Der Eelfinn blinzelte. Langsam, überlegt. Mit leisen Schritten trat er näher. Mat hob seinen Ashandarei, aber der Eelfinn machte keine bedrohlichen Bewegungen. Er glitt um die drei Männer herum und sprach leise.

»Nun hört aber auf. Können wir nicht mit Höflichkeit sprechen? Ihr seid als Suchende in unser Reich gekommen. Wir haben die Macht, Euch zu geben, was Ihr wünscht, was Ihr braucht. Warum nicht guten Glauben zeigen? Lasst Eure Werkzeuge zum Feuermachen zurück. Nur die, und ich verspreche Euch, eine Weile zu führen.«

Seine Stimme war hypnotisch, beruhigend. Was er sagte, machte Sinn. Wozu brauchten sie Feuer? Der Nebel sorgte für genug Helligkeit. Er …

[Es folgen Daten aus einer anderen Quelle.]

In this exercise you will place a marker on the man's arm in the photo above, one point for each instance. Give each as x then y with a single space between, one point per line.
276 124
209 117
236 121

»Thom«, sagte Mat. »Musik.«

»Was?«, sagte Thom, der leicht zitterte.

»Spiel was. Egal was.«

Thom holte seine Flöte heraus, und der Eelfinn kniff die Augen zusammen. Thom fing an zu spielen. Es war ein bekanntes Lied. »Der Wind, der die Weiden schaukelt«. Mat hatte den Eelfinn beruhigen wollen, ihn vielleicht aus dem Gleichgewicht bringen. Aber die vertraute Melodie half, den Nebel aus seinem Verstand zu verscheuchen.

»Das ist unnötig«, sagte der Eelfinn und starrte Thom böse an.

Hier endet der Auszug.